At the same time, while wages have been growing at around a 4.6% annual rate, inflation ticked up a bit last month to a level of 3.7% annually. That means workers are keeping just ahead of inflation, although prices for necessities such as groceries and gasoline have increased.

“August may well represent the last hurrah for robust consumer spending,” Bernard Baumohl, chief global economist at The Economic Outlook Group, said Thursday following earlier releases of both the consumer and producer price indices.

“Let’s face it, households are feeling more financial pressures,” Baumohl added. “They’re not only paying more for fuel but also carrying a record level of debt, (more than $17 trillion) at a time when short term rates are at a 22-year high.”

The squeeze from roughly a year and a half of higher interest rates from the Fed have already sent mortgage rates to above 7%, with rates on credit cards and other short-term borrowing up as well.

Next month, the first payments are due for millions of student loan borrowers who have had a 3 ½-year reprieve from paying back their loans. A forgiveness program that President Joe Biden championed was struck down in June by the Supreme Court, and interest on the loans began again as of Sept. 1. Average payments for many undergraduate degree borrowers are around $300 a month.

Other storm clouds are growing as well. The United Auto Workers this week began a strike against three major manufacturers – Ford, General Motors and Stellantis – and a government shutdown appears increasingly likely as the House and Senate have failed to agree on federal budget priorities with the end of the fiscal year approaching at the end of the month.

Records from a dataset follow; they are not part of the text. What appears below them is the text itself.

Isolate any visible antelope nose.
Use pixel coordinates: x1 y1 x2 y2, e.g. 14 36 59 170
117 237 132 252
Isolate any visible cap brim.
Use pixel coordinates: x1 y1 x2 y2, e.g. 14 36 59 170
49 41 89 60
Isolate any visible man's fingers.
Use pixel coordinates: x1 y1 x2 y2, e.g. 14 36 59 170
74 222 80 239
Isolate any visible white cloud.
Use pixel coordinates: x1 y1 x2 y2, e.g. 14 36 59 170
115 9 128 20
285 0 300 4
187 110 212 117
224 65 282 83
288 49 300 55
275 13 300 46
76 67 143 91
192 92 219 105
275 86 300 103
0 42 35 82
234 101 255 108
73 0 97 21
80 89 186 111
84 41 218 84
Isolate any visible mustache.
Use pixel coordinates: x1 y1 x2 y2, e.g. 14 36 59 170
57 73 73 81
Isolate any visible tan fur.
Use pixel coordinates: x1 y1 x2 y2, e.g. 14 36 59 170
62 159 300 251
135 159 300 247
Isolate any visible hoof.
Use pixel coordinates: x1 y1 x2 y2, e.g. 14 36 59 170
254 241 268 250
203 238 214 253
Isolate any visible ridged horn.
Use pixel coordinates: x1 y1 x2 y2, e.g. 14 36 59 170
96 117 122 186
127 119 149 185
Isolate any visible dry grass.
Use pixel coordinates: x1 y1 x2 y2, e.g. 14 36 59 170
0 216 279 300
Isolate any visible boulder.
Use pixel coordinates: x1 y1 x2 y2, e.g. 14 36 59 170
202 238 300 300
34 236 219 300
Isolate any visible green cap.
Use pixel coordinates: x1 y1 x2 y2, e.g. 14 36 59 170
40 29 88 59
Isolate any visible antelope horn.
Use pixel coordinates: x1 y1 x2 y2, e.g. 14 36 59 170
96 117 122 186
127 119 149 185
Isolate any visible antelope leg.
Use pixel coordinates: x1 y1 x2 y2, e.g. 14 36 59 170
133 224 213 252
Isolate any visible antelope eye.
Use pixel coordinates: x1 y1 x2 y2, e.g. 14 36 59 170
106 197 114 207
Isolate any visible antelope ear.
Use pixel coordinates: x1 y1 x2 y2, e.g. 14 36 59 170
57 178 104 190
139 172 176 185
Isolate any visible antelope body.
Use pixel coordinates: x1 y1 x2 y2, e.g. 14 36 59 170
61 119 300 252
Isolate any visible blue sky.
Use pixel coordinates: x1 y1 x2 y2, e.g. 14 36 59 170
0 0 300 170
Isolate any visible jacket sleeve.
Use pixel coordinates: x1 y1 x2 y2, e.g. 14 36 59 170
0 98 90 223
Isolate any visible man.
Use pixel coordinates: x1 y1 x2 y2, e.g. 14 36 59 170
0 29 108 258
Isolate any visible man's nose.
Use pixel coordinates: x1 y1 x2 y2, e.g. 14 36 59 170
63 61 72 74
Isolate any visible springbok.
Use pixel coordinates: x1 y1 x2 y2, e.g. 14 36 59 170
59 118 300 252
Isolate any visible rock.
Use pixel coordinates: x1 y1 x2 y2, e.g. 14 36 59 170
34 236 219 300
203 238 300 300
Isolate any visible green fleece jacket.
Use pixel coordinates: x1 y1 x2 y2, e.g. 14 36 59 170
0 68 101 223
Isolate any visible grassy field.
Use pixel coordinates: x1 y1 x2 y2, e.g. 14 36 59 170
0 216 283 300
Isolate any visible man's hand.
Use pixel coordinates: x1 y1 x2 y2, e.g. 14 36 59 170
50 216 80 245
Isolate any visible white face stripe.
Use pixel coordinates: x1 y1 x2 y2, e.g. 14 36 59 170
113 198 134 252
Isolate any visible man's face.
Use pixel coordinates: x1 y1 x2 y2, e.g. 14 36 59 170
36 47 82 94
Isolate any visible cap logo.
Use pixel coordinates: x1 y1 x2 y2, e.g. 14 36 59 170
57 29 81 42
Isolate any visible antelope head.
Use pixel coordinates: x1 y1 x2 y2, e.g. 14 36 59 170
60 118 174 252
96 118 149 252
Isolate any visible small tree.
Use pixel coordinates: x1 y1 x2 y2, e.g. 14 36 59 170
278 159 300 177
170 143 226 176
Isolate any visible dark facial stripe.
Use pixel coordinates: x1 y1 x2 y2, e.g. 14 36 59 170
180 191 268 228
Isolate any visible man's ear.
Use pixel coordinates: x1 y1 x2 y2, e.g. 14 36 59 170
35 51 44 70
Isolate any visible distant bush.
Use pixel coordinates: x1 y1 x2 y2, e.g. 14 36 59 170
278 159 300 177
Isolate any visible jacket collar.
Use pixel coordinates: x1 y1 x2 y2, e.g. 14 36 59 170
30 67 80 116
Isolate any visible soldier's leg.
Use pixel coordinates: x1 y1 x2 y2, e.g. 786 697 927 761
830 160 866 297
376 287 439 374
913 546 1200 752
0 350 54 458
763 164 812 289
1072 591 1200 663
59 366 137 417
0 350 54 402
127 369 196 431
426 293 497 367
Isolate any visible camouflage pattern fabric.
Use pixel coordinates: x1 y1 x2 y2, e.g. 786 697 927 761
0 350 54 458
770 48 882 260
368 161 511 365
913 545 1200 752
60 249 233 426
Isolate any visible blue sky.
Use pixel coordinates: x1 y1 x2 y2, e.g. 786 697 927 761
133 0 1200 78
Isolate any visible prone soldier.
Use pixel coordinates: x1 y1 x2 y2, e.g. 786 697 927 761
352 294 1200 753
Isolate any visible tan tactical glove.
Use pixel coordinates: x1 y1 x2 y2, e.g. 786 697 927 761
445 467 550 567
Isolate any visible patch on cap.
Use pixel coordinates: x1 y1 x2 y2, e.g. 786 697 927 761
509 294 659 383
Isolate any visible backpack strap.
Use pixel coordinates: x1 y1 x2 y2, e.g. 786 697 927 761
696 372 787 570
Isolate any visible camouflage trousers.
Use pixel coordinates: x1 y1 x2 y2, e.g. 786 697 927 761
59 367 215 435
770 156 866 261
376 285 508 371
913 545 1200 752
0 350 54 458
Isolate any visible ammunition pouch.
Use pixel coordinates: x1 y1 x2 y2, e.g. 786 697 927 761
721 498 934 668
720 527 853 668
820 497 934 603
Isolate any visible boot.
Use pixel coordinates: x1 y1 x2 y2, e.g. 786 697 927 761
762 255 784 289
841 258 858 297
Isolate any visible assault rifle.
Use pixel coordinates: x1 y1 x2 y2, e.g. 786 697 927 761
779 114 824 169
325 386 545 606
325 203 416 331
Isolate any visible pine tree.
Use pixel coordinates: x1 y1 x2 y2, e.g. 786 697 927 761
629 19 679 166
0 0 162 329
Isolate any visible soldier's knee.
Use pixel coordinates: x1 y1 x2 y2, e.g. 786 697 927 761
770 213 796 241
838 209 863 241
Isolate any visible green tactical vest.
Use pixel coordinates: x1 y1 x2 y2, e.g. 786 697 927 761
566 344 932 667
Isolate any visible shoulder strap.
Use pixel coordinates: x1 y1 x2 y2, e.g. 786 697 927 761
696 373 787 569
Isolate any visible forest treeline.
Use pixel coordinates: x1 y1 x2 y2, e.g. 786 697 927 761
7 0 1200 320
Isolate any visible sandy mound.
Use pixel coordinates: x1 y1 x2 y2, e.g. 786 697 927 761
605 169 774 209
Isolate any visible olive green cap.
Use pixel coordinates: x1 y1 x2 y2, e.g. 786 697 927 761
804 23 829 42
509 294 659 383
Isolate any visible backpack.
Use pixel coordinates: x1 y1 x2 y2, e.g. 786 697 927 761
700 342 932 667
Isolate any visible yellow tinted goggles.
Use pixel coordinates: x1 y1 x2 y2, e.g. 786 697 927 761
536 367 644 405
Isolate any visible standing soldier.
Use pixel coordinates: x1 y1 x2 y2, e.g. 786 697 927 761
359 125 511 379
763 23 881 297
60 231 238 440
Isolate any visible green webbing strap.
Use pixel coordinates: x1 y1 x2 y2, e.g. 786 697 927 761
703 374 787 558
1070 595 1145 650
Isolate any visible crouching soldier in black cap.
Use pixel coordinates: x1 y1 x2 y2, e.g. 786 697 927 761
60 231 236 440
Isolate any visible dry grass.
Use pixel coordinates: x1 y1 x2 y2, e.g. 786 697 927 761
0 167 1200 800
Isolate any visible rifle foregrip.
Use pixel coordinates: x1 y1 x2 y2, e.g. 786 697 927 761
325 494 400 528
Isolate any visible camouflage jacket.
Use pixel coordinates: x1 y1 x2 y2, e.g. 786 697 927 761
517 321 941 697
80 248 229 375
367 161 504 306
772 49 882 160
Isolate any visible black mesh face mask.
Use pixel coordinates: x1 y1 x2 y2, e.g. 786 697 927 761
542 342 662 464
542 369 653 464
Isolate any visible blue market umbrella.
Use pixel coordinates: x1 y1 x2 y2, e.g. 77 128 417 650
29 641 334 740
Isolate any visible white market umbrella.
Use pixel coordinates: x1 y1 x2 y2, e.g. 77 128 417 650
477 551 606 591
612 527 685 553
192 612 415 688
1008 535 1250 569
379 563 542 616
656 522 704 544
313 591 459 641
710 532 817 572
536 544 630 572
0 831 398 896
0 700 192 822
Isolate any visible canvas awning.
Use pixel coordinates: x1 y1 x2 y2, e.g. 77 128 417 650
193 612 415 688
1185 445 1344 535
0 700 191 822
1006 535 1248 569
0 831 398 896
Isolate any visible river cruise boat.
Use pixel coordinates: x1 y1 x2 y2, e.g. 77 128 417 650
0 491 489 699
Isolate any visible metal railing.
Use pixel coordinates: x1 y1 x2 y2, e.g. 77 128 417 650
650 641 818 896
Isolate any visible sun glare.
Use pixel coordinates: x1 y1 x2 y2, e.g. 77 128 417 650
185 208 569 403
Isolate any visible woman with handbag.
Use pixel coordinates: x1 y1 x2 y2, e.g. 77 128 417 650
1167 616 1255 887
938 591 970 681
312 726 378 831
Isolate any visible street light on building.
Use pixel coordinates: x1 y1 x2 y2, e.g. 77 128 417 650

Despite all the negatives, a majority of top economists still believe the U.S. will escape a recession this year, though many see one as a probability in 2024. So far, the Fed has managed to tame inflation without seriously driving up the rate of unemployment.

“While we are sympathetic to the view that the Fed could temporarily achieve a soft landing, we are skeptical that it could stick that landing for very long,” BCA Research Chief Global Strategist Peter Berezin wrote Friday. “The reason is that once an economy achieves full employment, anything that pushes growth above trend could stoke inflation, while anything that pushes growth below trend could lead to rising unemployment. And due to feedback loops, once unemployment starts rising, it usually keeps rising.

“Our best guess is that the US will succumb to a recession in the second half of 2024,” Berezin added.